De Bijbel, Jeremia 42

Hoofdstuk: Jeremia 42

1
Toen naderden alle bevelhebbers van de legers, Johanan, de zoon van Kareah, Jezanja, de zoon van Hosaja, en heel het volk, van klein tot groot,
2
en zij zeiden tegen de profeet Jeremia: Laat onze smeekbede toch voor uw aangezicht terechtkomen en bid voor ons tot de HEERE, uw God, voor heel dit overblijfsel, want wij zijn uit velen met weinigen overgebleven, zoals u met eigen ogen aan ons ziet.
3
Moge de HEERE, uw God, ons de weg bekendmaken die wij moeten gaan en de zaak die wij moeten doen.
4
Toen zei de profeet Jeremia tegen hen: Ik heb geluisterd. Zie, overeenkomstig uw woorden ga ik bidden tot de HEERE, uw God. En het zal gebeuren dat ik elk woord dat de HEERE u zal antwoorden, u bekend zal maken. Geen woord zal ik u onthouden.
5
Toen zeiden zíj tegen Jeremia: Moge de HEERE tussen ons als een waarachtig en betrouwbaar Getuige zijn. Voorwaar, wij zullen zo doen overeenkomstig elk woord waarmee de HEERE, uw God, u tot ons zendt.
6
Hetzij goed, hetzij kwaad, wij zullen luisteren naar de stem van de HEERE, onze God, tot Wie wij u zenden, zodat het ons goed zal gaan wanneer wij luisteren naar de stem van de HEERE, onze God.
7
Het gebeurde na verloop van tien dagen dat het woord van de HEERE tot Jeremia kwam.
8
Toen riep hij Johanan, de zoon van Kareah, en alle bevelhebbers van de legers die bij hem waren, en heel het volk, van klein tot groot, bijeen.
9
Hij zei tegen hen: Zo zegt de HEERE, de God van Israël, tot Wie u mij hebt gezonden om uw smeekbede voor Zijn aangezicht uit te storten:
10
Als u in dit land blijft wonen, zal Ik u bouwen en niet afbreken, en u planten en niet wegrukken, want Ik heb berouw over het onheil dat Ik u heb aangedaan.
11
Wees niet bevreesd voor de koning van Babel, voor wie u nu bevreesd bent.

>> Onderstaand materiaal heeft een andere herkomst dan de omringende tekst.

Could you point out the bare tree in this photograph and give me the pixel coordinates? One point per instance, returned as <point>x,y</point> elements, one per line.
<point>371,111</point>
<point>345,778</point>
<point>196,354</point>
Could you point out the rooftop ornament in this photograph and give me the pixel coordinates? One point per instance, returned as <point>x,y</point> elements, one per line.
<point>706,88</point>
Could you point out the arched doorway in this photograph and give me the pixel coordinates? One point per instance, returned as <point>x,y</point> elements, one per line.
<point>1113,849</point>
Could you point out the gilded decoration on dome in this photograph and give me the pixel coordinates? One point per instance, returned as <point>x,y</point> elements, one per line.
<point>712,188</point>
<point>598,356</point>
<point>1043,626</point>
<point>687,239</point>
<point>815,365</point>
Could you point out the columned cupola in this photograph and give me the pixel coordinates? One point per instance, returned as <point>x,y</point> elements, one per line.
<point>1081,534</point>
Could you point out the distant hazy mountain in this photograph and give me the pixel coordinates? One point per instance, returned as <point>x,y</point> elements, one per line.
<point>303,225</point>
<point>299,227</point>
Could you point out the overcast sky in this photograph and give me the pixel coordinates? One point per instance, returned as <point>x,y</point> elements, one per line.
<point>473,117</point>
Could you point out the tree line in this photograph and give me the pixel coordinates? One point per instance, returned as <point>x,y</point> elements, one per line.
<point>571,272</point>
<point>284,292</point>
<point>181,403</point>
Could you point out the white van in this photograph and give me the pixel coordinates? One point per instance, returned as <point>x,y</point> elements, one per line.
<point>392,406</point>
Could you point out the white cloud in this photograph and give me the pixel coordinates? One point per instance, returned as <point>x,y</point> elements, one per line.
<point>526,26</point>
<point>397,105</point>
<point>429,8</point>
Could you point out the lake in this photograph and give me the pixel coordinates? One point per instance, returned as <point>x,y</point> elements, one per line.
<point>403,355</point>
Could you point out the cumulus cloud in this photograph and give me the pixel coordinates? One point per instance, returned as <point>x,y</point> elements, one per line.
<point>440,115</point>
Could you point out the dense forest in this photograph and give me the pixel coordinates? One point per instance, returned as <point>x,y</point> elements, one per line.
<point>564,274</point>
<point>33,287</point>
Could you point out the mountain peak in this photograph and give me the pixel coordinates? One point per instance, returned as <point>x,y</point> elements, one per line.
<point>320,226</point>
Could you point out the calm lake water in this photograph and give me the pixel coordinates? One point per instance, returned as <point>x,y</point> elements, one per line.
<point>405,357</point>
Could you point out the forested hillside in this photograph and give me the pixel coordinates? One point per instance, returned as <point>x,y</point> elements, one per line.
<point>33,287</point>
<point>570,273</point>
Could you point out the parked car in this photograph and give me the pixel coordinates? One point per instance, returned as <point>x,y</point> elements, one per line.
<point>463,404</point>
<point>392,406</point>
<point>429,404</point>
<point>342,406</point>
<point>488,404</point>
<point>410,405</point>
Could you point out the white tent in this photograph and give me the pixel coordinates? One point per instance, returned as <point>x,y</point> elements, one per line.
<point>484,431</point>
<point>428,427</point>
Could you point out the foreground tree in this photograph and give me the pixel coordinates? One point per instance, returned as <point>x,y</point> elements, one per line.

Wees niet bevreesd voor hem, spreekt de HEERE, want Ik zal met u zijn om u te verlossen en u te redden uit zijn hand.
12
Ik zal u barmhartigheid bewijzen, zodat hij u barmhartig zal zijn en u naar uw land terug zal brengen.
13
Maar als u zegt: Wij blijven niet in dit land, en daarmee niet luistert naar de stem van de HEERE, uw God,
14
door te zeggen: Nee, maar wij zullen het land Egypte binnengaan, waar wij geen oorlog zullen zien, niet het geluid van de bazuin zullen horen, niet zullen hongeren naar brood, dáár willen wij wonen -
15
nu dan, in dat geval, hoor het woord van de HEERE, overblijfsel van Juda! Zo zegt de HEERE van de legermachten, de God van Israël: Als u metterdaad uw zinnen erop zet om Egypte binnen te gaan en u het binnengaat om daar als vreemdeling te verblijven,
16
dan zal het gebeuren dat het zwaard waarvoor u bevreesd bent, u daar in het land Egypte zal inhalen, en de honger waarvoor u bezorgd bent, u daar in Egypte zal achtervolgen, zodat u dáár zult sterven.
17
Zo zullen al de mannen zijn die hun zinnen erop zetten om Egypte binnen te gaan om daar als vreemdeling te verblijven. Zij zullen sterven door het zwaard, door de honger en door de pest. Er zal van hen niemand zijn die ontvlucht of ontkomt aan het onheil dat Ik over hen zal brengen.
18
Want zo zegt de HEERE van de legermachten, de God van Israël: Zoals Mijn toorn en Mijn grimmigheid is uitgestort over de inwoners van Jeruzalem, zo zal Mijn grimmigheid over u worden uitgegoten, als u in Egypte gekomen zult zijn. U zult zijn tot een vervloeking en tot een verschrikking, tot een vloek en tot smaad. U zult deze plaats niet meer terugzien.
19
De HEERE heeft tot u gesproken, overblijfsel van Juda. Ga Egypte niet binnen! U moet goed weten dat ik u heden gewaarschuwd heb.
20
Ja, u hebt uzelf misleid. Ú immers hebt mij tot de HEERE, uw God, gezonden om te zeggen: Bid voor ons tot de HEERE, onze God. En overeenkomstig alles wat de HEERE, onze God, zal zeggen, maak dat zo ons bekend, en wij zullen het doen.
21
Nu heb ik het u heden bekendgemaakt, maar u hebt niet willen luisteren naar de stem van de HEERE, uw God, namelijk naar alles waarmee Hij mij tot u heeft gezonden.
22
Nu dan, u moet goed weten dat u sterven zult door het zwaard, door de honger en door de pest, in de plaats waarheen u geneigd was te gaan om daar als vreemdeling te verblijven.
← naar Bijbel index

Abonneer op onze nieuwsbrief!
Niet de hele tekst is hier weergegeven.